Она чуть повернулась к письменному столу, взяла из стопки папку, положила ее на колени, но не открыла.
– Да, – произнесла она. – Это вызов. Сомнений быть не может. – Внезапно встав, она прошла к двери, закрыла ее и вновь села. – Итак, – продолжила она. – Какие ощущения по возвращении на старое место?
– Чуть не арестовали по пути к тебе.
Я рассказал ей о своем столкновении с охранником.
– Фашист, – весело откликнулась Стеф, и мой банк памяти заработал: я вспомнил конфликтные комиссии, в которых она обычно председательствовала. Белый халат, которым она пренебрегала ради джинсов, сандалий и вылинявших ситцевых кофточек. Стефани, а не доктор. Титулы – это исключительное изобретение стоящей у власти элиты...
– Да, это выглядело как что-то военизированное, – согласился я.
Но она рассматривала лежащую у нее на коленях медицинскую карту.
– Запутанная история, – проговорила она. – Похоже на детективный роман: кто сделал, как сделал и главное – сделал ли вообще.
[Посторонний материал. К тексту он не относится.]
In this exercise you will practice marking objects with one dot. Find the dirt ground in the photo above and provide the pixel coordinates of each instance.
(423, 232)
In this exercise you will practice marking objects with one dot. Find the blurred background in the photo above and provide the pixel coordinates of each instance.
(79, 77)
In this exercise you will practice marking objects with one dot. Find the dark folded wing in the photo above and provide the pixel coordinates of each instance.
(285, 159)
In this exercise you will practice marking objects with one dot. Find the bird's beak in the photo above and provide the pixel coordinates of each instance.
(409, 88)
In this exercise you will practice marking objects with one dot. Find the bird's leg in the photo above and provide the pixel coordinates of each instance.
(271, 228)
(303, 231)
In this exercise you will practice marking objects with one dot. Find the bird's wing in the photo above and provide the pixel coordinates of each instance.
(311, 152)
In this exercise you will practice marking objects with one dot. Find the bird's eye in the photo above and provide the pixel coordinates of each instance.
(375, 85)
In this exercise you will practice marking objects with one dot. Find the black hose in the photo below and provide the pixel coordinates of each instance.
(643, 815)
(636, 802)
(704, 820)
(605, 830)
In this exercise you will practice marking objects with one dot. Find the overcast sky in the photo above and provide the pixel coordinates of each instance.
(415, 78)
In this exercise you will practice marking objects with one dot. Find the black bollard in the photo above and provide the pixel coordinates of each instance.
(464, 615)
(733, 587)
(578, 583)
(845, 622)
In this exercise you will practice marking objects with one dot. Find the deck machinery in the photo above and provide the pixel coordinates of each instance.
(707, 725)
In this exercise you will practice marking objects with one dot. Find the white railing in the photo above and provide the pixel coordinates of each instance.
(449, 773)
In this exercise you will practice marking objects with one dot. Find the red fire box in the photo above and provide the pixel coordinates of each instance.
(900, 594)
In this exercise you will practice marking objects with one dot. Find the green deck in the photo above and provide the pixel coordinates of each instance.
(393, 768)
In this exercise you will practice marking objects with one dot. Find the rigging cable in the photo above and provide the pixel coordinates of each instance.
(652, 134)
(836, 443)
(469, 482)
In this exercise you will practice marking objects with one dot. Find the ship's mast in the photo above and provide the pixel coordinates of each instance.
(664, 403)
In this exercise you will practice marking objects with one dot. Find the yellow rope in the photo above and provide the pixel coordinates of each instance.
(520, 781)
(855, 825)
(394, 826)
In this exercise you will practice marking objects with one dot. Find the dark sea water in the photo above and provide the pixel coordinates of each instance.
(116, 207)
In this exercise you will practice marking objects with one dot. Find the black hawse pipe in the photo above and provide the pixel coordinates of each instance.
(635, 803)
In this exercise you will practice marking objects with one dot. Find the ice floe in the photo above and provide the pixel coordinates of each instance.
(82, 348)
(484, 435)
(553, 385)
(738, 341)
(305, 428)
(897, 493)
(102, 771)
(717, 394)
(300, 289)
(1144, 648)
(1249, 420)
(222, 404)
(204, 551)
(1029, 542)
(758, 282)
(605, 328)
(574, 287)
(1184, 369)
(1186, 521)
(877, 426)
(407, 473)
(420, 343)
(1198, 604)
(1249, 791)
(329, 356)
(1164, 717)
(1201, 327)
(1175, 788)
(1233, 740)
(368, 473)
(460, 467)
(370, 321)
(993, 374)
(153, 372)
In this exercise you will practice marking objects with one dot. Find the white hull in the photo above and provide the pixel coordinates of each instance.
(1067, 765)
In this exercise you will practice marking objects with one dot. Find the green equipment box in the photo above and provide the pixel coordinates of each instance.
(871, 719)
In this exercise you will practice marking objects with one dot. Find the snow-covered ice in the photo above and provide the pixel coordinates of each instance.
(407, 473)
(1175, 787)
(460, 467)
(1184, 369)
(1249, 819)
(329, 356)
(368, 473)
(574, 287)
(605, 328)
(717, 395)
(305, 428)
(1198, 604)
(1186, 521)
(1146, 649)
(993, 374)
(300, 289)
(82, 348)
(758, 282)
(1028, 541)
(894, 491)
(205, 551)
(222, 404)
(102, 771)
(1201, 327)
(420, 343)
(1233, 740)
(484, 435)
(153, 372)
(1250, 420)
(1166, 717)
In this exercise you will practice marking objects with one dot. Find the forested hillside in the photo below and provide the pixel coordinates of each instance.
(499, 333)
Только это не роман Агаты Кристи, Алекс. Это реальная жизненная ситуация. Я не знаю, сможешь ли ты помочь, но я не уверена, что сама смогу сделать что-нибудь большее.
Из коридора доносились голоса, визг детей, замечания, сделанные им, и быстрые шаги. Затем сквозь стены проник полный ужаса плач ребенка.